I need to convert 4 byte data which is in below format to a original int value . I cannot change the below assignment of int to 4 bytes.

int main() {
    //code

    int num = 1000;

    char a[4];
    a[0] = ( char )(num>>24)  ;
    a[1] = ( char )(num>>16) ;
    a[2] = ( char )(num>>8) ;
    a[3] = ( char )num ;


    printf("Original number is:%d\n", (a[0] << 24 | a[1] << 16 | a[2] << 8 | a[3] ) );
    return 0;
}

I was expecting output to be 1000, but output is 768. How do we restore the original number from above byte array ?Is this an endianess issue ?

Answer 1

a[0] = ( char )(num>>24) ;

That works “okay” in this example. However, in situations where num is negative, the result is implementation-defined (C 2018 6.5.7 5).

In the remaining assignments to a[1], a[2], and a[3], values that may exceed the range of char will be converted to char automatically. If char is signed, the results of these conversions are implementation-defined or a signal is raised (6.3.1.3 3). So that is a problem we will have to fix, below.

First, for num = 1000, let’s suppose that −24 is stored in a[3]. This is the result we would get by taking the low eight bits of 1000 and putting them in an eight-bit two’s complement char, which is likely what your implementation uses. Then, we have a[0] = 0, a[1] = 0, a[2] = 3, and a[3] = −24.

Now let’s consider a[0] << 24 | a[1] << 16 | a[2] << 8 | a[3].

a[0] << 24 and a[1] << 16 both yield 0. a[2] << 8 is 3 << 8, which produces 768, or 300 in hexadecimal. a[3] is −24. While a[3] is a char, it is promoted to an int when used in an expression (6.3.1.1 2). Still assuming your C implementation uses two’s complement, the binary for −24 is 11111111111111111111111111101000, or ffffffe8 in hexadecimal.

When we bitwise OR 300 and ffffffe8, the result is ffffffe8, which, in a 32-bit two’s complement int, is −24.

The easiest way to fix this is to change char a[4]; to unsigned char a[4];. That avoids any negative char values.

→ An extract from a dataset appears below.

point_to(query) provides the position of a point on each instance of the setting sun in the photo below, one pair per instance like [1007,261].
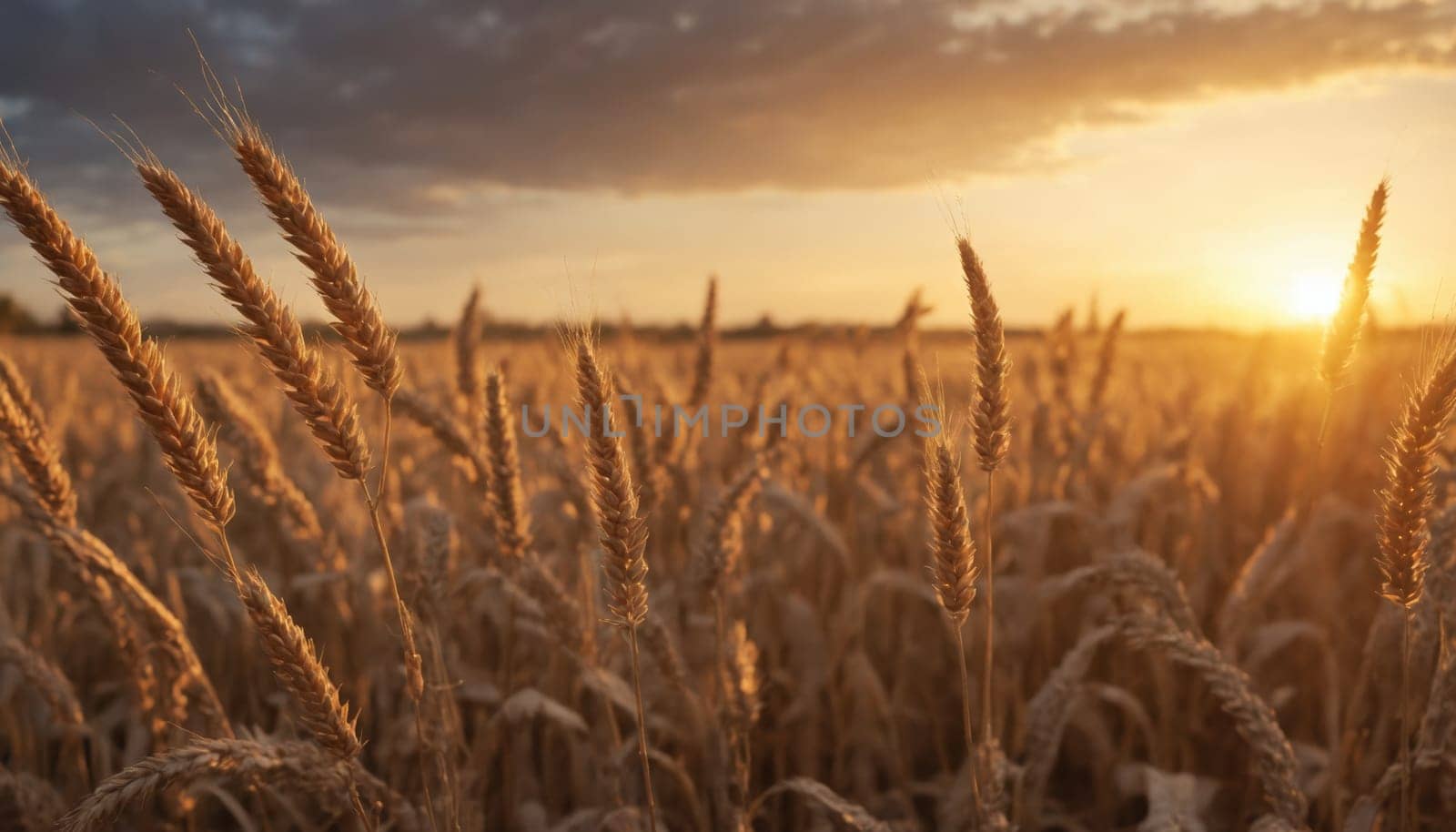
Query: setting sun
[1312,296]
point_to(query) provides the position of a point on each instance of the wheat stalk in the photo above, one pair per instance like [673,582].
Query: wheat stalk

However, to make your code completely work for any value of int (assuming it is four bytes and two’s complement), we need to make some other changes:

unsigned char a[4];

/*  Convert the signed num to unsigned before shifting.
    Shifts of unsigned values are better defined than shifts
    of signed values.
*/
a[0] = (unsigned) num >> 24;
a[1] = (unsigned) num >> 16;
a[2] = (unsigned) num >>  8;
a[3] = (unsigned) num;
/*  The cast in the last assignment is not really needed since
    we are assigning to an unsigned char, and it will be converted
    as desired, but we keep it for uniformity.
*/

//  Reconstruct the value using all unsigned values.
unsigned u = (unsigned) a[0] << 24 | (unsigned) a[1] << 16 | (unsigned) a[2] << 8 | a[3];

/*  Copy the bits into an int.  (Include <string.h> to get memcpy.)
    Note:  It is easy to go from signed to unsigned because the C standard
    completely defines that conversion.  For unsigned to signed, the
    conversion is not completely defined, so we have to use some indirect
    method to get the bits into an int.
*/
int i;
memcpy(&i, &u, sizeof i);

printf("Original number:  %d.\n", i);

We need to use an unsigned value to reconstruct the bits because C’s shift operators are not well defined for signed values, especially when we want to shift a bit into the sign bit. Once we have the bits in the unsigned object, we can copy them into an int.